In her letter, Crystal said:

[Ashley] is now almost nine months post-surgery and nearing the end of her senior year and very busy. Most amazingly, she’s not had to take even a Tylenol or ibuprofen for back pain this year. No more low back pain or neck pain at the end of a school day.

Sitting on bleachers for sporting events used to really aggravate her back as well as make her very self-conscious about her hump-backed appearance. She now does this with no problems, and her posture is near perfect. Ashley’s primary consideration for surgery was increasing discomfort, but as her parents, Johnny and I now know that it was affecting her emotionally more than she was admitting. We had all become quite used to Ashley’s posture before surgery, and it was only after surgery … that we realized just how much of a deformity she had prior. Since surgery, I have caught her in a full-length mirror just staring at her back and posture and remarking that she can’t believe it has been corrected.
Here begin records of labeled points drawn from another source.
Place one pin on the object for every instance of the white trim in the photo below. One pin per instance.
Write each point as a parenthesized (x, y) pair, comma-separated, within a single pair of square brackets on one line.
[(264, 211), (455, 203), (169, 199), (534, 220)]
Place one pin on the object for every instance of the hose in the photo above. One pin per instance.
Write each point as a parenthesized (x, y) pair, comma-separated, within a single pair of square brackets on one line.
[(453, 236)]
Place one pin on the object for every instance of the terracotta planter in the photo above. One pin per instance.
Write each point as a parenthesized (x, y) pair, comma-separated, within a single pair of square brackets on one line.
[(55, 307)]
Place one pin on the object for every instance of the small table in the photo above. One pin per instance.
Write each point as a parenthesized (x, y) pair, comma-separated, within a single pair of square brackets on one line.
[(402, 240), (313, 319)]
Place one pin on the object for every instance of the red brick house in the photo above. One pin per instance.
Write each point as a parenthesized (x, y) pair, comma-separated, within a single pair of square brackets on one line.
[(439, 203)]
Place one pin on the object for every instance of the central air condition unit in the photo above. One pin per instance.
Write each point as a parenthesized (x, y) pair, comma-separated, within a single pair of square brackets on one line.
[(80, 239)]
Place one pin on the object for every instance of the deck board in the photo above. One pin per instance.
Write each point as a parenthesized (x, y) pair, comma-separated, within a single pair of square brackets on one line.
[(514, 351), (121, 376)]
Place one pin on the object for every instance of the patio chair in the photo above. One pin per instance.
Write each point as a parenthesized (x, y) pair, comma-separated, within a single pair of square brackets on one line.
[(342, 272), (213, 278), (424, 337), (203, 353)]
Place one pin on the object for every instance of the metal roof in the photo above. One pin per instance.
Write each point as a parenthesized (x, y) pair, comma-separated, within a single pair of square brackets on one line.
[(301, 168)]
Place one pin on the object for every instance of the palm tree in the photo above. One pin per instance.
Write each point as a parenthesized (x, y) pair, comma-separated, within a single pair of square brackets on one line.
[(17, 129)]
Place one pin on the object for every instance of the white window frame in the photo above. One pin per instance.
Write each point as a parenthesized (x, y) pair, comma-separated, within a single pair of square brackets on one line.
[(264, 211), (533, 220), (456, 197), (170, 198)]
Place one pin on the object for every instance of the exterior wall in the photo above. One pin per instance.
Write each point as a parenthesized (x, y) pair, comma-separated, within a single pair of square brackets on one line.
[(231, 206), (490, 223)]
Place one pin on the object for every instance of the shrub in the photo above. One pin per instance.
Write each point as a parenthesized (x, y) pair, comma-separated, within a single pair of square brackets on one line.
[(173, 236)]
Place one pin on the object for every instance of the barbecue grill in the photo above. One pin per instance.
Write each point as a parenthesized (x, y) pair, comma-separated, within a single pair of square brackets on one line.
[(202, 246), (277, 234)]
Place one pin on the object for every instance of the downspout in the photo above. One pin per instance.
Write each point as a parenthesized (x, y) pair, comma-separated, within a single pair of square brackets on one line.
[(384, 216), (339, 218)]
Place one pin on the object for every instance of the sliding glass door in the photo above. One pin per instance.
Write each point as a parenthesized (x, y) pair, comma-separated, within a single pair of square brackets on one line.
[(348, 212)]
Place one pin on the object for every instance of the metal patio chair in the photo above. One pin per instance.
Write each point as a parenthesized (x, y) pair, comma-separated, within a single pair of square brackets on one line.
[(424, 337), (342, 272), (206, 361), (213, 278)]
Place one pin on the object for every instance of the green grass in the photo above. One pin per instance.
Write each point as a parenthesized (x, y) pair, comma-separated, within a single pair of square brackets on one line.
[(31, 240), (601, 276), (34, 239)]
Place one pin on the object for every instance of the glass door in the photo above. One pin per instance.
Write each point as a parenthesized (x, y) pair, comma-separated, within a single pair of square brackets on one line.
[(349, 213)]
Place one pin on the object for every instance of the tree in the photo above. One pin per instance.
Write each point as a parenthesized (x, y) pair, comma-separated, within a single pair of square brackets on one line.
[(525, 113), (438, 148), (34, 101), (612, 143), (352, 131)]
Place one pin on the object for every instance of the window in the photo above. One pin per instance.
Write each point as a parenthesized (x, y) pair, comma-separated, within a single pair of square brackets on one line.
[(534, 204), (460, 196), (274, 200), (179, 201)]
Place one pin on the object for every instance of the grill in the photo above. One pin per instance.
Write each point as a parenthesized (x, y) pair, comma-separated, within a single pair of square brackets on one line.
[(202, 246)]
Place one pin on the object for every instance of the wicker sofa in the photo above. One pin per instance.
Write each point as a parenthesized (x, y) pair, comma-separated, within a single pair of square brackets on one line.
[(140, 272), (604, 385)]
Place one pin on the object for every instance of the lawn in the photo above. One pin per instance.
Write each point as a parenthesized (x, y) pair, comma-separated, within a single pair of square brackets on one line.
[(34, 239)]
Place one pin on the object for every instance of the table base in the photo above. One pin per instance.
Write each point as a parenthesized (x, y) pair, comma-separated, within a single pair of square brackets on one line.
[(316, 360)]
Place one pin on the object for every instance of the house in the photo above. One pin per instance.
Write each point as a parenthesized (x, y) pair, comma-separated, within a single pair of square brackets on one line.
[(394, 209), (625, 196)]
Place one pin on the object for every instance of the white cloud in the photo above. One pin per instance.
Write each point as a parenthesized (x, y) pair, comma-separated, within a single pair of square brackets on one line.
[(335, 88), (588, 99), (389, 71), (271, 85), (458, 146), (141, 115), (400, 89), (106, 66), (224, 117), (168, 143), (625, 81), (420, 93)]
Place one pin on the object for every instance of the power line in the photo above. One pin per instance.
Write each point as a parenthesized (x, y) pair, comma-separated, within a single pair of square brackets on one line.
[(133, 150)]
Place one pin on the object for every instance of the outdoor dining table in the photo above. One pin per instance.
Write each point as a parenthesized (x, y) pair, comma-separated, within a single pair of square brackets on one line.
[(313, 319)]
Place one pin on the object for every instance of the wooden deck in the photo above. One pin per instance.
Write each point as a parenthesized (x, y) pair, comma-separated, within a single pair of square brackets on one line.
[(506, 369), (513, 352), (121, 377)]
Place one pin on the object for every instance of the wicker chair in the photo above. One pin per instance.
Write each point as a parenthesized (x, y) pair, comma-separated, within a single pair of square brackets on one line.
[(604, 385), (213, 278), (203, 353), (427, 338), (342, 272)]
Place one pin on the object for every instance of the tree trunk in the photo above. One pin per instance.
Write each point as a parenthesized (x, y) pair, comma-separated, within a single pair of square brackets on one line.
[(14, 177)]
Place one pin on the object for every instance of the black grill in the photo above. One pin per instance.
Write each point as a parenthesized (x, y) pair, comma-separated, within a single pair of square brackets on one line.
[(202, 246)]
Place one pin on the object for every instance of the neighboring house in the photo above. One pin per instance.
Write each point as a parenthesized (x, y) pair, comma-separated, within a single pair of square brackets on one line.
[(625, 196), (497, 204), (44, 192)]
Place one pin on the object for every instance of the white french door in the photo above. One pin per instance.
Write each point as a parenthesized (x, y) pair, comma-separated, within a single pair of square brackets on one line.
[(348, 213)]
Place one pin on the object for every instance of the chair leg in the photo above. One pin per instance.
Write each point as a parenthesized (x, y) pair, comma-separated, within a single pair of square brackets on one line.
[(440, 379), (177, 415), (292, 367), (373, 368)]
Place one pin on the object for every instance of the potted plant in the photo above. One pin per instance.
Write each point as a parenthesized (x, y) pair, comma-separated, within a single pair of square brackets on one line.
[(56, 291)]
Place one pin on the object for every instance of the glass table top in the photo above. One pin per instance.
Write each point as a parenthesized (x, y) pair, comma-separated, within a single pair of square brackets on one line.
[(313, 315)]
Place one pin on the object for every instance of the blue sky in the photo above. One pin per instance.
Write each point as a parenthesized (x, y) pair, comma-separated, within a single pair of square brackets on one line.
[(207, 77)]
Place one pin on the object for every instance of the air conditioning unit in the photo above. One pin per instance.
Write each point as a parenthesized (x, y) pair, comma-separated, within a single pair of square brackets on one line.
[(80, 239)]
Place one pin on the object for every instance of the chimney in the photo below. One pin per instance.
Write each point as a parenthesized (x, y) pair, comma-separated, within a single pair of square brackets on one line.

Our thankfulness to you, in addition to Leslie, the entire OR staff, your office staff and Duke Raleigh Hospital cannot be adequately put into words … From our first visit in your office in 2008, we knew we had found the right physician for Ashley, and we are forever grateful to you for your care and compassion. You always took the time to answer our questions in great detail, and we never felt rushed. Further, we were relieved to find that you were not just surgery happy.

I cannot close without commenting on Duke Raleigh Hospital. Ashley’s entire care team was amazing. Their knowledge, medical care, and compassion was unsurpassable. It was truly a humbling experience. We can honestly say that we did not have even the slightest issue with any part of her care. We never encountered a moody personality, a lazy spirit, a rushed demeanor or a pass the buck to the next shift attitude. The staff was both professional and personable.

The Duke Raleigh staff joins me – from our own proverbial bleachers – in cheering Ashley on. We love helping patients reclaim their lives.